触れれば死ぬ。触れてはならないソレが目の前にある。そしてソレは動くことができる。この状況、条件下で、ソレから目を、意識を逸らすことができるだろうか?今のローズは、自分と同じ空間で目の前にハラを空かせたライオンが座っているようなものだ。
「ローズさん、その翼は私が見ます。今貴女の機体にワイヤーを絡ませました。ソレがピクリとでも動いたらソッコーで引っ張りますので、ムチ打ちぐらいは許してくださいね?」
コノハナサクヤがいつの間にか動いていた。その間も一斉射は続けたままだ。反物質に全ての意識が奪われていたからだろうか、見れば胴体に巻き付いてるワイヤーが確かにあるが、それがいつ巻き付いたのか、ローズが気付くことは無かった。

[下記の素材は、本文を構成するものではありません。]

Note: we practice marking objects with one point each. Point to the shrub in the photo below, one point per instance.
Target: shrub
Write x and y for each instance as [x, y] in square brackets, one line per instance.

ゴクリとローズの喉が音を立てる。その音はさらに後ろからblue-roseに接近するMhwのパイロットの耳にも届いた。
そのMhwはknee-socksから発進した直後から真っ直ぐにblue-roseを目指した。他のA2機体とは違い、その手に射撃系の武装は無い。見た目はエスだと分かるが、各装甲が極端に削られていて、それだけでもこの機体が近接格闘を主体としたMhwだと判断できそうだ。
辺りを埋め尽くすような弾丸の中を縫うように、それでもほぼ直線的にblue-roseとの距離を見る間に縮めていく。驚いたことに、その移動にスラスターは一切使用していない。鮮やかとも表現できそうなその動きからは、少なくともイザナギやRe:D同様、Odin-Frameを採用した機体だろうことがうかがえる。
アイがblue-roseにワイヤーを絡めたことを告げた僅か後、blue-roseの隣に立ったその新たな機体は、膝を着いたまま微動だにしないblue-roseの脇から腕を滑り込ませ、肩の辺りに巻き付くように腕を回した。
「遅くなってすまないね、ローズ。キミは私が守る。自分の成すべきことにコトに集中しなさい」
その機体、〝一式〟からローズに届いた声の持ち主はフォレスタ・コールマンだった。